The 10-year yield was little changed today at 1.90 percent at 8:42 a.m. in London, according to Bloomberg Bond Trader prices. The 2 percent note due in November 2021 fell 1/32, or 31 cents per 1,000 face amount, to 100 27/32. Two-year yields were also little changed at 0.28 percent.

Commerzbank predict the 10-year yield will rise to 2 percent in the next three months, and reach 2.90 percent by the end of 2012.

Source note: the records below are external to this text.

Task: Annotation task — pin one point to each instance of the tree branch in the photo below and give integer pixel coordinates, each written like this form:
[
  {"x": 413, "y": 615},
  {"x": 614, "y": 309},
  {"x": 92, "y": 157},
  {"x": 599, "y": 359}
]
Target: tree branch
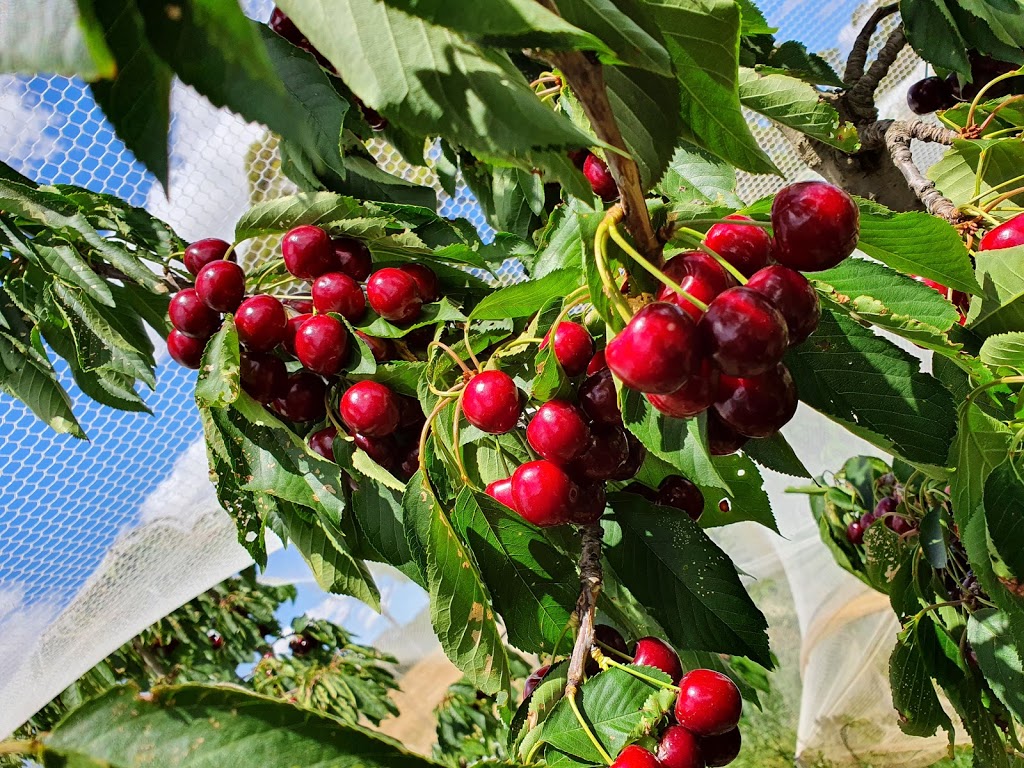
[{"x": 591, "y": 578}]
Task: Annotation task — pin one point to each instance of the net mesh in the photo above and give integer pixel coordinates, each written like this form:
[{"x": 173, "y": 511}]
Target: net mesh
[{"x": 99, "y": 539}]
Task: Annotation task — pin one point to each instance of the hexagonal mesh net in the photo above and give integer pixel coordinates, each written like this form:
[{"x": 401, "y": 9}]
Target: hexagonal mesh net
[{"x": 99, "y": 539}]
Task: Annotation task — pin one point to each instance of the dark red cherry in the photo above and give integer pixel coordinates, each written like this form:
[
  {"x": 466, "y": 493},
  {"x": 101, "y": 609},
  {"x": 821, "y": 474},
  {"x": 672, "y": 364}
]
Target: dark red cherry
[
  {"x": 190, "y": 315},
  {"x": 747, "y": 247},
  {"x": 184, "y": 349},
  {"x": 221, "y": 286},
  {"x": 371, "y": 409},
  {"x": 793, "y": 295},
  {"x": 558, "y": 432},
  {"x": 544, "y": 495},
  {"x": 322, "y": 344},
  {"x": 758, "y": 406},
  {"x": 336, "y": 292},
  {"x": 491, "y": 401},
  {"x": 394, "y": 295},
  {"x": 743, "y": 332},
  {"x": 815, "y": 225},
  {"x": 203, "y": 252},
  {"x": 352, "y": 258},
  {"x": 261, "y": 323},
  {"x": 657, "y": 350},
  {"x": 709, "y": 702}
]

Eoin Treacy's view My view – 2011 has been marred by concerns about the Eurozone's credit markets, China's property markets, a slow return to growth in the USA, political upheaval across the Middle East and extreme volatility in stock markets. As a result investors have put a premium on liquidity and displayed a preference for US, German, UK and Japanese sovereign debt. A number of yields have hit historic lows, reflecting a rather pessimistic attitude towards economic prospects. If for any reason this expectation of a worst case scenario proves incorrect, attitudes towards the above government debts could change quickly.

US 2-year yields have been ranging with a downward bias for much of the last 3 years. Yields has paused between 0.2% and 0.3% since October and retested the latter earlier this week. They will need to sustain a move above 0.3% to begin to indicate supply is returning to dominance beyond the short term. The 10-year posted new lows in September and continues to range near 2% in a relatively gradual mean reversion. A sustained move above 2.45% will be required to suggest a return to medium-term supply dominance.

UK 2-year yields failed to sustain the rally above 1.3% at the beginning of the year and have trended consistently lower since. The rate continues to post new lows and while oversold in the short-term a break in the progression of lower rally highs, with a sustained move above 0.6%, will be required to challenge the consistency of the decline. UK 10-year yields sustained a break below the psychological 3% in July and fell through 2% this week. While at historically low levels, a sustained move above 2.5% will be required to suggest supply is returning to dominance.

The German 2-year continues to trend lower and a sustained move above 0.4% will be required to check demand dominance. German 10-year Bunds also broke decisively below 3% this year. The yield completed a reversion towards the mean in October but will need to sustain a move above the 200-day MA, currently in the region of 2.5% to question the medium-term downward bias.

Australia reversed its tightening bias in the last quarter and additional rate cuts appear more likely than not. The 2-year yield exhibits a similar pattern of demand dominance to the US 2-year above. The 10-year continues to trend consistently lower and while oversold in the short-term a clear upward dynamic, sustained for more than a week or two, would be required to suggest more than temporary demand dominance.

The Swiss 2-year has been ranging in the region of 0% since late August. Additional downside is limited while a sustained move above 0.1% would likely suggest a return to medium-term supply dominance. The 10-year remains in a relatively consistent downtrend and a sustained move above 0.95% would be required to challenge the progression of lower rally highs.

The Canadian 2-year returned to test the 2009 lows near 1% in August and continue to range around that level in a relatively gradual reversion towards the 200-day MA. A sustained move above 1.2% would be required to suggest a return to supply dominance. The 10-year continues to trend lower in line with most of the above yields of similar duration.

A trend of flattening yields curves is evident in the above charts. Yields at the short end of the curve are mostly static while longer-dated yields are compressing. 10-year – 2-year spreads for the USA, UK and Germany have topped out and look set to compress further. Swiss, Canadian and Australian spreads are in more advanced downtrends. Widening yield curve spreads are generally associated with loose monetary policy and increasing appetite for risk. Contracting spreads suggest the opposite. With most central banks committed to low interest rates and increasing liquidity, much of the above yield curve flattening appears to be driven by risk aversion buying of sovereign debt. This is not sustainable indefinitely and it is likely to be obvious on the above charts when a change occurs.